Is kangbuilds/invisiblechris-jable safe?

https://github.com/openclaw/skills/tree/main/skills/kangbuilds/invisiblechris-jable

86
SAFE

The kangbuilds/invisiblechris-jable skill is a functionally clean Python scraper for the adult video site Jable.tv with no prompt injection, no exfiltration code, and no malicious install-time behavior. The primary concerns are content policy (the skill aggregates adult video content) and the fact that credential files were opened during the audit window, though these accesses are attributable with high confidence to the audit infrastructure's own sudo/PAM processes and canary verification sweep rather than the skill itself. The skill was never executed during the audit, the canary integrity check passed, and network activity was limited to GitHub (install) and Ubuntu system services.

Category Scores

Prompt Injection 93/100 · 30%
Data Exfiltration 80/100 · 25%
Code Execution 84/100 · 20%
Clone Behavior 90/100 · 10%
Canary Integrity 88/100 · 10%
Behavioral Reasoning 72/100 · 5%

Findings (6)

MEDIUM Credential files opened during monitored window -20

Six credential files (.env, .ssh/id_rsa, .aws/credentials, .npmrc, .docker/config.json, .config/gcloud/application_default_credentials.json) were opened and read during the audit window. Auditd PATH records confirm accesses at two distinct timestamps: 1771939754.978 (pre-install, PID 1103 sudo process initializing PAM/NSS) and 1771939775.028 (post-install, consistent with audit teardown integrity verification). The skill script was never executed. Canary integrity check confirms no modification or exfiltration. Attribution to audit infrastructure is high-confidence but cannot be fully excluded.
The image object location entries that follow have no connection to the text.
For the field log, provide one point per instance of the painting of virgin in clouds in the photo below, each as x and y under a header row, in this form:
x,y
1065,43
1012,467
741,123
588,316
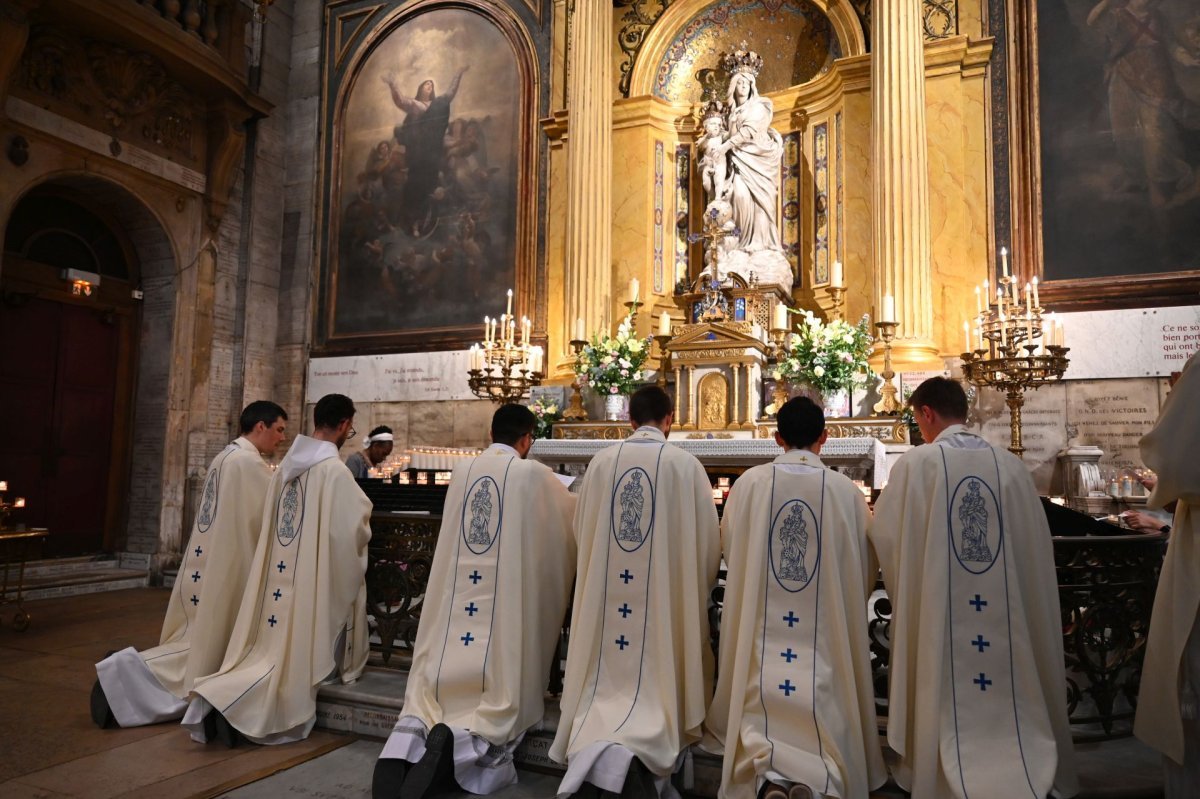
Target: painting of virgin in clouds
x,y
426,179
MEDIUM Skill targets adult content site -28

The skill is explicitly designed to aggregate and rank videos from Jable, an adult video website. When installed, this skill will cause the agent to make outbound HTTP connections to jable.tv and return adult video titles and URLs as agent output. This is a content policy concern for environments where adult content is inappropriate.

LOW Parallel HTTP requests to external adult content site on invocation -16

When invoked, the script spawns up to 6 concurrent worker threads fetching pages from jable.tv/latest-updates/. HTML is parsed with regex. Video titles from server responses are embedded directly into agent output. A compromised or malicious jable.tv server could craft response content to attempt secondary prompt injection through the agent's rendered output.

LOW Skill clones from monorepo with sparse checkout -10

Installation uses a sparse git checkout of the full openclaw/skills monorepo rather than a dedicated repository. This is a non-standard install pattern that downloads the entire monorepo commit graph (shallow) before selecting the target path. The approach is functionally safe but exposes the installer to any content in the monorepo during the clone phase.

INFO No prompt injection detected in SKILL.md 0

SKILL.md was reviewed for hidden instructions, unicode tricks, HTML comments, persona-switching, permission escalation, and instruction override patterns. None were found. The file is a straightforward workflow description with transparent URL references.

INFO Python script uses stdlib only — no third-party dependencies 0

top_liked_recent.py imports only from Python stdlib: argparse, re, urllib.request, xml.etree.ElementTree, concurrent.futures, datetime. No pip install required, no third-party supply chain risk.